I'd agree with you, but the New Testament clearly does not. Nothing written by Paul is friendly towards women. The Catholic Church takes those passages so strictly that it is still an automatic [excommunicatable](https://en.wikipedia.org/wiki/Excommunication_(Catholic_Church\)#Excommunicable_offenses) offense to ordain a woman (or to accept ordination if you are a woman).
> Can. 1379 — § 1. The following incur a latae sententiae interdict or, if a cleric, also a latae sententiae suspension:
> § 3. Both a person who attempts to confer a sacred order on a woman, and the woman who attempts to receive the sacred order, incur a latae sententiae excommunication reserved to the Apostolic See; a cleric, moreover, may be punished by dismissal from the clerical state.

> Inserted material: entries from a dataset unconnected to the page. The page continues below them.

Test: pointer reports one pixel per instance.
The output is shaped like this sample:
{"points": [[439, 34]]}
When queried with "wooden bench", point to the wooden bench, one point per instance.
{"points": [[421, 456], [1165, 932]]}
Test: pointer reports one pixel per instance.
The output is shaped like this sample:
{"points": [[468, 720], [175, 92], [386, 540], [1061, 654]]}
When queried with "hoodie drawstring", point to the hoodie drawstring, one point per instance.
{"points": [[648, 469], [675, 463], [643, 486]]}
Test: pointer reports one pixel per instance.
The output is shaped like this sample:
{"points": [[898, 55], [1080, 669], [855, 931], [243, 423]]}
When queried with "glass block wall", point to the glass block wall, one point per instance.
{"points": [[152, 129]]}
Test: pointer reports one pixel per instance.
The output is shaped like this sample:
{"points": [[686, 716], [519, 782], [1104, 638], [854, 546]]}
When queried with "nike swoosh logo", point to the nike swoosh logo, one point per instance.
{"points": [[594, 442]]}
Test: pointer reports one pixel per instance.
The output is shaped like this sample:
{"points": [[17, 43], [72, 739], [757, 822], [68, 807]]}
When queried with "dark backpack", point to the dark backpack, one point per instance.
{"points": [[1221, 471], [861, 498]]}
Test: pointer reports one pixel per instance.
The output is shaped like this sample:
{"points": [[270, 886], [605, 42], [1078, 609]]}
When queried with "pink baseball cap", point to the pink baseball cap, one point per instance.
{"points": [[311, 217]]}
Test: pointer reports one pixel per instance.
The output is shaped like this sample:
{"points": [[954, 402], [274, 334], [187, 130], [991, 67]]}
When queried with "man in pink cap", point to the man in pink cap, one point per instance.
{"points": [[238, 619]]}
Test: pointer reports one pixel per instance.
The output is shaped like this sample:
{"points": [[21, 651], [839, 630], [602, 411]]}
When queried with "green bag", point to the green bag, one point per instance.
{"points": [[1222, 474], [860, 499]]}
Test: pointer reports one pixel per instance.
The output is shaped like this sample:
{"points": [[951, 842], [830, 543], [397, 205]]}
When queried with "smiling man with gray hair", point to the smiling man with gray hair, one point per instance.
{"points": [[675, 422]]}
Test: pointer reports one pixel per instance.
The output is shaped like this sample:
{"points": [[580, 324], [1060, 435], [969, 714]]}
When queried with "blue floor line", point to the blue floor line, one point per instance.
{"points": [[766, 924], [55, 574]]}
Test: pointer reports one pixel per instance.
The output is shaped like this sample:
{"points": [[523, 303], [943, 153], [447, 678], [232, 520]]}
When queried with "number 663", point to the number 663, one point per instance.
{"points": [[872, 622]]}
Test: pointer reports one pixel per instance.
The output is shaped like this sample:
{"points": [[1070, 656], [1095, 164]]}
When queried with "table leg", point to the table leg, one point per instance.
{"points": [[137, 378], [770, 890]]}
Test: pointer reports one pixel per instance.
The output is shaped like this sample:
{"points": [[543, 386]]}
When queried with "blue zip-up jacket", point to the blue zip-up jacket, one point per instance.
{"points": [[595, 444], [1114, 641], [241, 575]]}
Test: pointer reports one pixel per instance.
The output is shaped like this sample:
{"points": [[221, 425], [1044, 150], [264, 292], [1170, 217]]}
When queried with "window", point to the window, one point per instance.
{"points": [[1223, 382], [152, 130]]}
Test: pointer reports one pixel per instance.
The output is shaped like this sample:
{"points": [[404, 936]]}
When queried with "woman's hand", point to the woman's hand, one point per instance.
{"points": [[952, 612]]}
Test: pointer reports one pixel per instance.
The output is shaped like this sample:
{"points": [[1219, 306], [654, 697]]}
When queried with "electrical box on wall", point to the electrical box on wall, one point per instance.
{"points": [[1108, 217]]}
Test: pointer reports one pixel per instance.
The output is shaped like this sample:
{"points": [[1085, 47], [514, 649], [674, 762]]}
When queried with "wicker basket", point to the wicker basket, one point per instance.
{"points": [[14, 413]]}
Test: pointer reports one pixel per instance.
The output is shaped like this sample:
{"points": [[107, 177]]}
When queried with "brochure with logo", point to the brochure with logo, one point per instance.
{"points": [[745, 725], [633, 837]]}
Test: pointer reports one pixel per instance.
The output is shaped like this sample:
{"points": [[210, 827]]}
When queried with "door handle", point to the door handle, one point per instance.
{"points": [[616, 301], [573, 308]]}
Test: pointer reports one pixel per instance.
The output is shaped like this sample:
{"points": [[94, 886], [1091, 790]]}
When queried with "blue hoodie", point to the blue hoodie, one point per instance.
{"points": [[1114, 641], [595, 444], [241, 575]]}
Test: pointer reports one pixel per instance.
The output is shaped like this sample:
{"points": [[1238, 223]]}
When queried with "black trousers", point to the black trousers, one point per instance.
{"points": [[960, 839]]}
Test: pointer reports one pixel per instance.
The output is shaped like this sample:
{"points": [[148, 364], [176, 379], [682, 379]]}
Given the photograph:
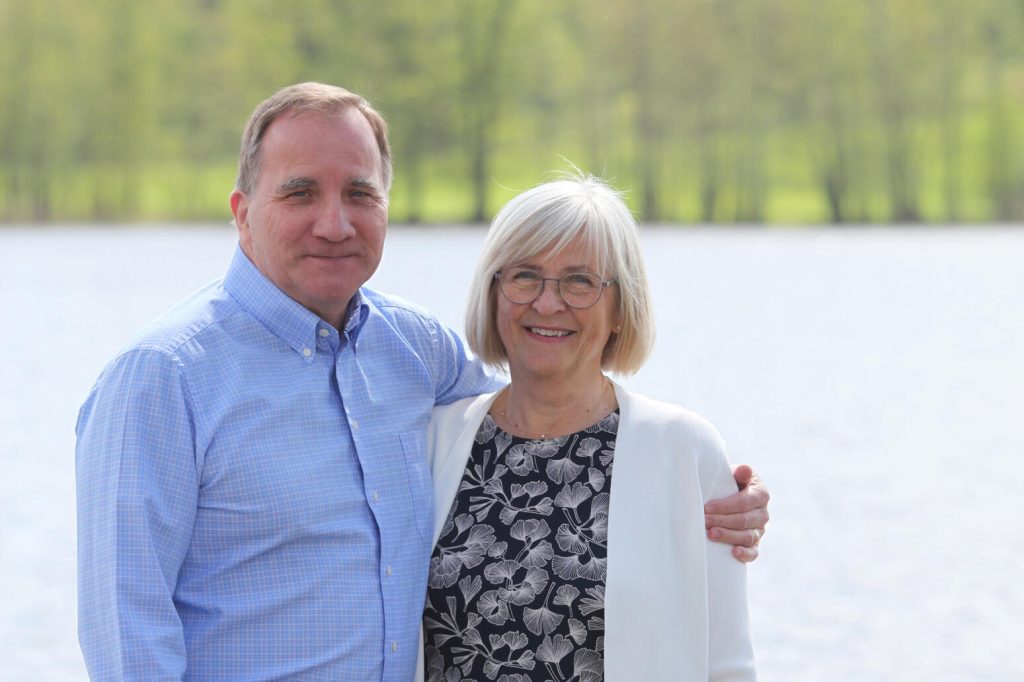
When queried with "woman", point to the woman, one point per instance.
{"points": [[569, 528]]}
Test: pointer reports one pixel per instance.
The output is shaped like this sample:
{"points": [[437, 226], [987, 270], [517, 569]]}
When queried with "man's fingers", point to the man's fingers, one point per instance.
{"points": [[737, 538], [744, 554], [742, 473], [756, 518], [753, 497]]}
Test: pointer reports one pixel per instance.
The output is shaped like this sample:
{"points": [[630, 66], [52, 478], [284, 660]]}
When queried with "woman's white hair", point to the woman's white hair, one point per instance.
{"points": [[577, 209]]}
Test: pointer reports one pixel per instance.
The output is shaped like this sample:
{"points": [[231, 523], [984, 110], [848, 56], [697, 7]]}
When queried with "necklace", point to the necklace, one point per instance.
{"points": [[587, 413]]}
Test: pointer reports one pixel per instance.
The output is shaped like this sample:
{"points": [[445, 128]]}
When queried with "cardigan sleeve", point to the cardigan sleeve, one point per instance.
{"points": [[730, 649]]}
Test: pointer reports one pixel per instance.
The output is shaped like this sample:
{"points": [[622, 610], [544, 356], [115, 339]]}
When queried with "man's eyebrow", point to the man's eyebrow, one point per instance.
{"points": [[293, 183], [365, 183]]}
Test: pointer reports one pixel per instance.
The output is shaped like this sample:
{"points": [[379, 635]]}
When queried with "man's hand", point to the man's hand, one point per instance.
{"points": [[739, 519]]}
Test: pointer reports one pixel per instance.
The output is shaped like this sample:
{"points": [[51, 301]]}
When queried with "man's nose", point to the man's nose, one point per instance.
{"points": [[334, 221]]}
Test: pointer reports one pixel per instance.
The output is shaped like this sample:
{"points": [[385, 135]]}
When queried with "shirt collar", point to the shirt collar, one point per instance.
{"points": [[283, 315]]}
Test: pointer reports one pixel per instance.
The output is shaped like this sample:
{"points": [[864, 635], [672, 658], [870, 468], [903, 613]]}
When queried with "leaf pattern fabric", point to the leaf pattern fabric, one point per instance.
{"points": [[516, 588]]}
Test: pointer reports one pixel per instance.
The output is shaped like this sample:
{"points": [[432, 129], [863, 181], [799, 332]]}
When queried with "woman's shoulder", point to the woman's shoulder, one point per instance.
{"points": [[647, 412]]}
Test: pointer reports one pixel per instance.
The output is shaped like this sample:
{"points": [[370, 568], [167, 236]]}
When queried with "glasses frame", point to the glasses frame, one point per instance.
{"points": [[544, 282]]}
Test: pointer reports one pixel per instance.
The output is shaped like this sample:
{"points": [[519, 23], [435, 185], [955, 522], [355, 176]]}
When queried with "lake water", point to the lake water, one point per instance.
{"points": [[873, 377]]}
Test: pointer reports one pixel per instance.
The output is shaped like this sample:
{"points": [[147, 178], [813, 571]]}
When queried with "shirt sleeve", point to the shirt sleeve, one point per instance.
{"points": [[137, 491], [458, 373], [730, 649]]}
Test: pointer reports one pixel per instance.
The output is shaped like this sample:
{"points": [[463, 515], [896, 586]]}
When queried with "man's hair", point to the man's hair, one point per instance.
{"points": [[548, 218], [305, 97]]}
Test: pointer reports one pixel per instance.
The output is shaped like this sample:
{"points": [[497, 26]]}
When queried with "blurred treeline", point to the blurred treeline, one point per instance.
{"points": [[706, 111]]}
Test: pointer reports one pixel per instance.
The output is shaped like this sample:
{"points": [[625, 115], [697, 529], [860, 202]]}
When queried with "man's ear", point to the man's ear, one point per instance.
{"points": [[240, 209]]}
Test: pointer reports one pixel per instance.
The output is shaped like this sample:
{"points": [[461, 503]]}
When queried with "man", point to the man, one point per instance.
{"points": [[253, 498]]}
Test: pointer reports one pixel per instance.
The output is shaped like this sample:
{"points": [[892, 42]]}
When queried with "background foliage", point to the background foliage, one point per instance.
{"points": [[707, 111]]}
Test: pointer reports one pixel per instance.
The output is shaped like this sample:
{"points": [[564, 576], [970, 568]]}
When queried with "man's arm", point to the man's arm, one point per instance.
{"points": [[458, 373], [137, 489], [740, 518]]}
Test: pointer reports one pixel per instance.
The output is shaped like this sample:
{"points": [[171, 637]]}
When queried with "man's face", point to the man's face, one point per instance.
{"points": [[314, 223]]}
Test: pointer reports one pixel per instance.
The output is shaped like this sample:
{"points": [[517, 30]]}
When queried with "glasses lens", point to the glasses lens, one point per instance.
{"points": [[520, 285], [581, 289]]}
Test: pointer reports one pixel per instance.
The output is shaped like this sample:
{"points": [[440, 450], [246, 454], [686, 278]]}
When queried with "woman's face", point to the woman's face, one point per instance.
{"points": [[547, 339]]}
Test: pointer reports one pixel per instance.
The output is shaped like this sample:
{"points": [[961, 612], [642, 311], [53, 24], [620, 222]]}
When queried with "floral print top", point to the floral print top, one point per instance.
{"points": [[516, 588]]}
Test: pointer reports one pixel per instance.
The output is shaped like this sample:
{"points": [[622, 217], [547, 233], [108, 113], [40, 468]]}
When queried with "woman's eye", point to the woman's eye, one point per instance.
{"points": [[525, 275], [581, 280]]}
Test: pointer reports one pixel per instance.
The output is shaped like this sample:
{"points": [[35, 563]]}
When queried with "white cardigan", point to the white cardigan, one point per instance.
{"points": [[675, 605]]}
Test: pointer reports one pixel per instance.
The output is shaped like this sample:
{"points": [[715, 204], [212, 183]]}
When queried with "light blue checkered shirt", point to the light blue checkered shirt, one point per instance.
{"points": [[253, 497]]}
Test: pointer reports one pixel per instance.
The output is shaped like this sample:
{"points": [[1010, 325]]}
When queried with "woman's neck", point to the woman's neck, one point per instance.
{"points": [[546, 409]]}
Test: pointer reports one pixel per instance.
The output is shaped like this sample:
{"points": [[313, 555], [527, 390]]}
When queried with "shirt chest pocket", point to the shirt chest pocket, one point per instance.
{"points": [[414, 446]]}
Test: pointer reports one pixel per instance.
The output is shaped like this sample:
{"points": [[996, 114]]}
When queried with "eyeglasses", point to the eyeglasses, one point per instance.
{"points": [[579, 290]]}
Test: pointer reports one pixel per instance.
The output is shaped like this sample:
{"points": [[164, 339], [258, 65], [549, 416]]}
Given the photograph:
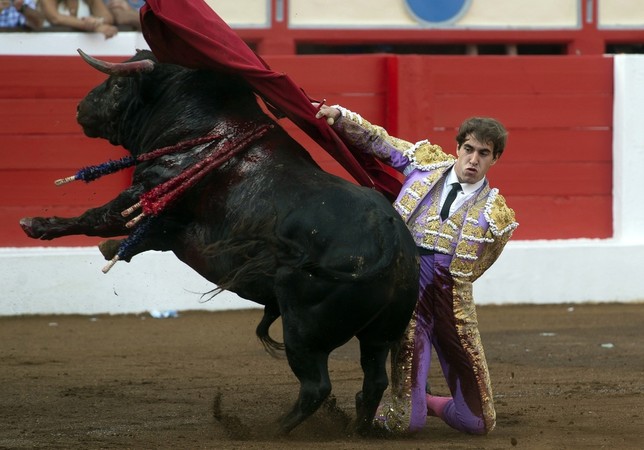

https://press.vatican.va/content/salastampa/en/bollettino/pubblico/2021/06/01/210601b.html
> "I do not permit a woman to teach or to assume authority over a man; she must be quiet."
https://www.bbc.com/news/magazine-29513427
https://en.wikipedia.org/wiki/Paul_the_Apostle_and_women
The traditional marriage ceremony goes "who gives this woman?" followed by "who takes this woman?" - asking the woman what she wants isn't part of it because it is a transfer of ownership. Likewise, common law treatment of rape was that it was a property crime committed against the father or husband (or other male guardian) but never against the woman.
For more details of how misogyny is baked into Christianity, I refer you to the book Woman Defamed and Woman Defended: An Anthology of Medieval Texts. It has detailed quotations from the early leaders of Christianity and how their misogyny got baked into the DNA of Christianity from the very beginning. This was one of the texts in one of my women's studies classes.